Das aktuelle Baugeschehen in Tirol wird seit einigen Jahren gerne zum westlichsten Bundesland Vorarlberg in Beziehung gesetzt, das als Pionierregion baukulturellen Engagements mit anderen lokalen Entwicklungen lange Zeit kaum vergleichbar schien. Spätestens in den 90er-Jahren des vorigen Jahrhunderts änderte sich dies, und "Tirol stand plötzlich neben Vorarlberg als Szene, als vitales Netzwerk und eben nicht als 'Schule' oder als bloßes Gemenge von Individualisten im Rampenlicht" (Otto Kapfinger im Architekturführer "Bauen in Tirol seit 1980").

Ins Rampenlicht überregionaler Architekturrezeption geriet Tirol unter anderem bekanntlich durch die Erfolgsgeschichte der Lebensmittelmarkt-Kette MPreis (die heuer auch auf dem Spielplan der Architekturtage steht) sowie durch Bauten von international renommierten Architekten wie Zaha Hadid, Dominique Perrault und Ben van Berkel, die das Stadtbild von Innsbruck wesentlich mitgeprägt haben.

Nach der Sprungschanze, die seit 2002 den Bergisel krönt, widmet sich Zaha Hadid nun einer Standseilbahn. Die so genannte "Nordkettenbahn neu" soll teilweise über-, teilweise untergründig geführt werden – eine "einschneidende" Spur durch Innsbruck. Ende 2005 wurde mit der Realisierung begonnen. Die Architekturtage laden aus diesem Anlass zu einem fachkundigen Stationsbaustellen-Lokalaugenschein.

Bauberatungen

Als weiterer Kristallisationspunkt städtebaulichen Umbruchs steht der Innsbrucker Sparkassenplatz auf dem Programm, wo in den nächsten Jahren mehrere relevante Projekte realisiert werden, die Impulse für das gesamte urbane Umfeld erwarten lassen.
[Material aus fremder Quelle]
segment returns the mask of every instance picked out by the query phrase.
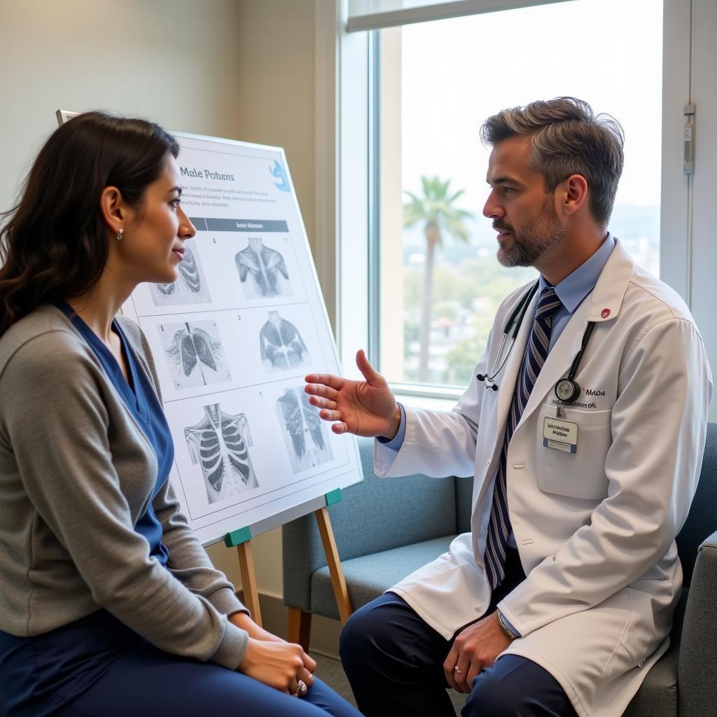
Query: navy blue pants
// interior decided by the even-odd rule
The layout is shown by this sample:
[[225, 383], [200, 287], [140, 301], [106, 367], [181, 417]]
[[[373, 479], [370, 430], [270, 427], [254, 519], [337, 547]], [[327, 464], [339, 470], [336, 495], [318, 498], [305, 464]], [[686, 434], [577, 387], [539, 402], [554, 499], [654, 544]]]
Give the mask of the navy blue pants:
[[[517, 551], [508, 554], [505, 579], [493, 593], [489, 613], [525, 579]], [[340, 648], [358, 708], [366, 717], [455, 717], [443, 673], [452, 645], [452, 640], [445, 640], [397, 594], [386, 593], [364, 605], [344, 626]], [[513, 655], [499, 657], [475, 678], [461, 713], [463, 717], [576, 714], [549, 673]]]
[[315, 679], [305, 697], [169, 655], [105, 610], [33, 637], [0, 632], [2, 717], [361, 717]]
[[174, 657], [148, 642], [125, 653], [57, 717], [361, 717], [320, 680], [293, 697], [241, 673]]

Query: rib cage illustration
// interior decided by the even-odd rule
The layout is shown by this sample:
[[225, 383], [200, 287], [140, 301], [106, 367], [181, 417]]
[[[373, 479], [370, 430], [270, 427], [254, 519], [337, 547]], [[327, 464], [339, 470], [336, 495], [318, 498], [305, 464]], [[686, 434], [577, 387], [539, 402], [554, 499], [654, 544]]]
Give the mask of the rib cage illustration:
[[[218, 338], [217, 325], [213, 321], [185, 322], [166, 326], [170, 331], [176, 329], [166, 355], [177, 388], [198, 384], [197, 378], [201, 378], [204, 386], [232, 379], [226, 368], [227, 360], [221, 342], [202, 328], [202, 325], [211, 328]], [[162, 331], [164, 328], [160, 326]]]
[[277, 311], [269, 312], [269, 320], [259, 333], [262, 361], [273, 369], [293, 369], [306, 362], [306, 344], [296, 327], [282, 318]]
[[249, 455], [252, 436], [247, 417], [222, 411], [219, 404], [204, 406], [204, 417], [184, 429], [193, 465], [201, 467], [210, 503], [259, 487]]
[[179, 270], [179, 276], [174, 283], [153, 285], [156, 292], [155, 304], [157, 304], [156, 298], [163, 300], [161, 303], [196, 303], [212, 300], [207, 288], [204, 285], [199, 261], [191, 247], [186, 244]]
[[287, 389], [278, 399], [277, 408], [288, 439], [289, 457], [295, 473], [333, 459], [318, 411], [309, 403], [303, 386]]
[[260, 239], [250, 239], [249, 246], [237, 254], [234, 261], [239, 280], [244, 284], [251, 276], [260, 297], [290, 293], [280, 285], [280, 274], [287, 280], [289, 279], [284, 257], [275, 250], [265, 247]]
Auf dem Sparkassenplatz (bzw. für Osttirol im Stadtzentrum von Lienz) werden als besondere Serviceleistung am 9. Juni zudem auch kostenlose Bauberatungen angeboten, wo man sich ein konkretes "Bild von der Vielfalt und Kompetenz der Tiroler ArchitektInnen" machen kann.

Auch in einem weiteren Sinn fordern die Architekturtage zur Revision vertrauter Ansichten auf: Unter dem Titel "Verborgene Orte – Vergessene Bauten" thematisiert Daniel Fügenschuh unsichtbare, vernachlässigte oder allzu selbstverständliche Architekturen des Stadtraums, im beispielhaft revitalisierten "Adambräu" von Lois Welzenbacher wird Einblick in ansonsten unzugängliche Räume geboten, und auf einer Floßfahrt am Inn kann man sich der Biografie eines urbanen Flussabschnitts widmen. (Gabriele Kaiser, DER STANDARD, Print-Ausgabe, 1.6.2006)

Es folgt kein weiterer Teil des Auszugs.